The integral $\int_0^\infty {1\over x^p}\, dx$ is improper in two ways: the interval of integration is infinite and the integrand "blows up" at 0. Thus, you need to split it up: $ I=\int_0^\infty {1\over x^p}\, dx= \underbrace{\int_0^1 {1\over x^p}\, dx}_{I_0}\ +\ \underbrace{\int_1^\infty {1\over x^p}\, dx}_{I_\infty} $
Then the integral $I$ converges if and only if both of the integrals $I_o$ and $I_\infty$ converge. If $I$ converges, it converges to the value of $I_0+I_\infty$. Note that to show $I$ diverges (if it does) it suffices to show that one of $I_o$ or $I_\infty$ diverges.

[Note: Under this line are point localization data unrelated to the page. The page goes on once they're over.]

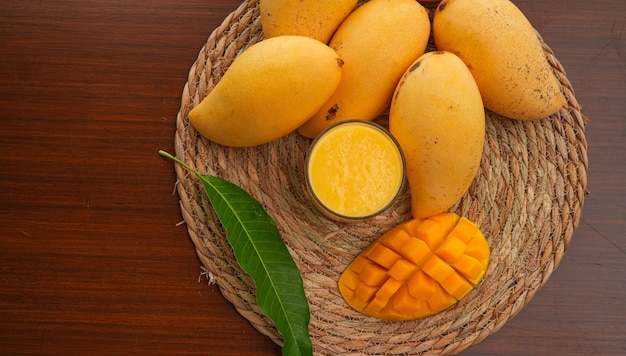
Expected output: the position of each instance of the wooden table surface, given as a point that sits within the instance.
(93, 259)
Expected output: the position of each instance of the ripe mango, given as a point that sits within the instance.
(377, 42)
(417, 269)
(314, 18)
(438, 118)
(503, 52)
(269, 90)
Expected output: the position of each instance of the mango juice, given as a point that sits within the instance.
(354, 170)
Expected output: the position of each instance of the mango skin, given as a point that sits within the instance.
(438, 118)
(377, 42)
(317, 19)
(268, 91)
(503, 52)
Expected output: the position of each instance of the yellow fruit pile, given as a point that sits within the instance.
(327, 61)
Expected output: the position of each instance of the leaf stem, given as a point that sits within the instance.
(175, 159)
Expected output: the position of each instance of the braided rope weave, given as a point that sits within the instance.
(527, 198)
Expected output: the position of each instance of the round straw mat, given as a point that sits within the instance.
(527, 199)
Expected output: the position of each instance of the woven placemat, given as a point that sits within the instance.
(527, 198)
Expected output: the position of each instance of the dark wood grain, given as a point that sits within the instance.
(92, 259)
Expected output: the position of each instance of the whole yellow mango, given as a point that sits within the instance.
(503, 52)
(438, 118)
(314, 18)
(269, 90)
(377, 42)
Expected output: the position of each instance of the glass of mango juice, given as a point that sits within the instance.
(355, 170)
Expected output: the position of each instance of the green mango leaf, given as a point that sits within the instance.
(262, 254)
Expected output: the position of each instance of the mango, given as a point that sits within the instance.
(438, 118)
(269, 90)
(317, 19)
(377, 42)
(503, 52)
(417, 269)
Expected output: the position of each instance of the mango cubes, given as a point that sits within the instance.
(417, 269)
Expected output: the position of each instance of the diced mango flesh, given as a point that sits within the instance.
(417, 269)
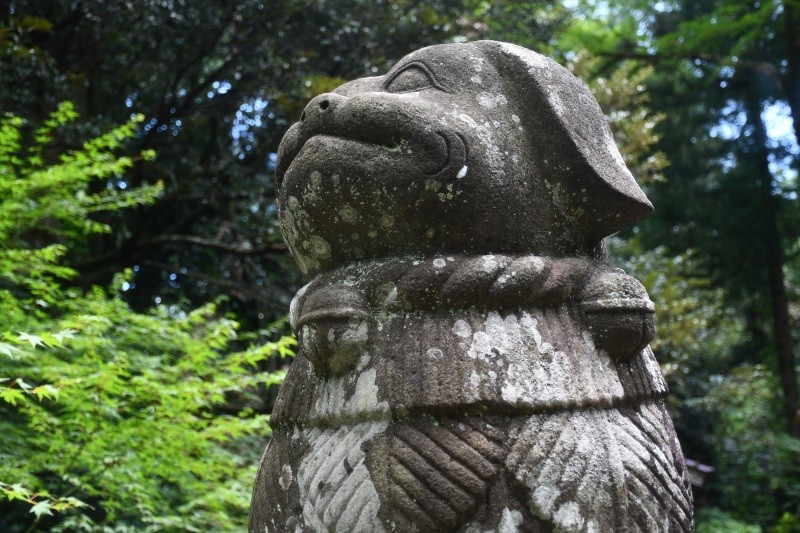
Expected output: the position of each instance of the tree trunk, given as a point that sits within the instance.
(779, 301)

If you have the $p$-test in hand, this should be an easy problem. Consider the integral $I_\infty$ for $p\le1$, and consider the integral $I_o$ for $p>1$.
If you don't have the $p$-test in hand, you'd compute: $\tag{1} I_0=\int_0^1 {1\over x^p}\, dx=\lim_{a\rightarrow0^+} \int_a^1 {1\over x^p}\, dx $ and $\tag{2} I_\infty=\int_1^\infty {1\over x^p}\, dx =\lim_{b\rightarrow\infty} \int_1^b {1\over x^p}\, dx $
The integral $I_o$ or $I_\infty$ converges if and only if the respective limit above converges.
It would be best here to consider three cases: $p>1$, $p<1$, and $p=1$. A hint here (as above) is to consider $I_o$ for $p>1$ and $I_\infty$ for the other cases.